Nannini: Das ist ganz unterschiedlich. Das Lied "Volo" erzählt zum Beispiel von der Liebe zu sich selbst, Selbstbewusstsein und Selbstvertrauen. Das sind keine typischen Liebeslieder. Sie erzählen von der Liebe als Aspekt von sozialen Beziehungen. Mal geht es um Brutalität, mal um Krisen, die eine Beziehung überschatten, mal darum, eine Person zu besitzen. Der hat nichts Pornografisches an sich. Die anderen Lieder haben nichts mit Liebe zu tun. Ich würde sagen, "Aria" (dt. Luft, Anm. der Redaktion) ist eine Vision von einem Weltgefühl, wie es das Element Luft vermittelt: Den festen Boden der Tatsachen verlassen.

? Hast du die Texte zu deinen Liedern selbst geschrieben?
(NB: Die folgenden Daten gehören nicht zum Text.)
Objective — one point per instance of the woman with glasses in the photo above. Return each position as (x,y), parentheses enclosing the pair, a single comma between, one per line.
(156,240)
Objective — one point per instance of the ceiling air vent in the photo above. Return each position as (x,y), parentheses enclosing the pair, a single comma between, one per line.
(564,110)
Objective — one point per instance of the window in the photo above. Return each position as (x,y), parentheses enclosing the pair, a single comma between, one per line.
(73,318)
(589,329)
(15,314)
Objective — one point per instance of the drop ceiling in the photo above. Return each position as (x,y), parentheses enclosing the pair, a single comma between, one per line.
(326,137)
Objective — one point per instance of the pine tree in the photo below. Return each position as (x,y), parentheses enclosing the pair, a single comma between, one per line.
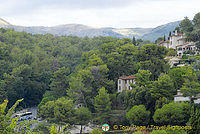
(102,105)
(194,121)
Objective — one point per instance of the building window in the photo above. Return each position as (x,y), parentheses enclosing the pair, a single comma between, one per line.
(119,81)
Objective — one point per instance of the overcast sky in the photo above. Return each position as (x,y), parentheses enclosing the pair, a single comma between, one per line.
(97,13)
Nannini: Nein, ich habe sie zusammen mit der Schriftstellerin Isabella Santacroce entwickelt. Sie ist mir aufgefallen, weil ihre Texte klingen. Ich habe Isabella auf Sizilien kennen gelernt, wo ich mit meiner Band für das neue Projekt arbeitete. Und ich fand, sie war genau richtig für uns. Erst wollte sie nicht mitmachen, weil sie noch nie Liedtexte geschrieben hat, aber ich habe sie überzeugt, weil ich sagte, dass sie schlau ist. Ich dachte, gemeinsam können wir die Sprache des Rocks verändern. Es war eine sehr intensive Zusammenarbeit. Wir haben viel miteinander geredet, über die Themen der neuen CD, wir haben unsere Gedanken auf Hochtouren gebracht. Und dann hat sie nicht einfach Texte zu meinen fertigen Kompositionen geschrieben. Sie hat improvisiert. In dem Moment, wo ich die Songs komponiert habe, hat sie am Mikrofon mit ihrem Mund Worte gebildet. Die Texte sind existentialistisch, sie beschreiben intensive Lebenszustände wie ich sie von mir her kenne. Sie kommen mir vor wie kleine Filme.

? Gegen welche Konventionen rebellieren die Texte?

Nannini: Rebellion ist nicht der richtige Ausdruck. Die Texte drücken persönliche Zustände poetisch aus. Der Rebell ist in einem selbst, nicht in den Texten.

? Du singst von Kriegerinnen, du singst von einer Göttin, die das Prinzip des männlichen Gottes ersetzt. Ist das nicht eine Art von Rebellion? Was möchtest du mit den Texten erreichen?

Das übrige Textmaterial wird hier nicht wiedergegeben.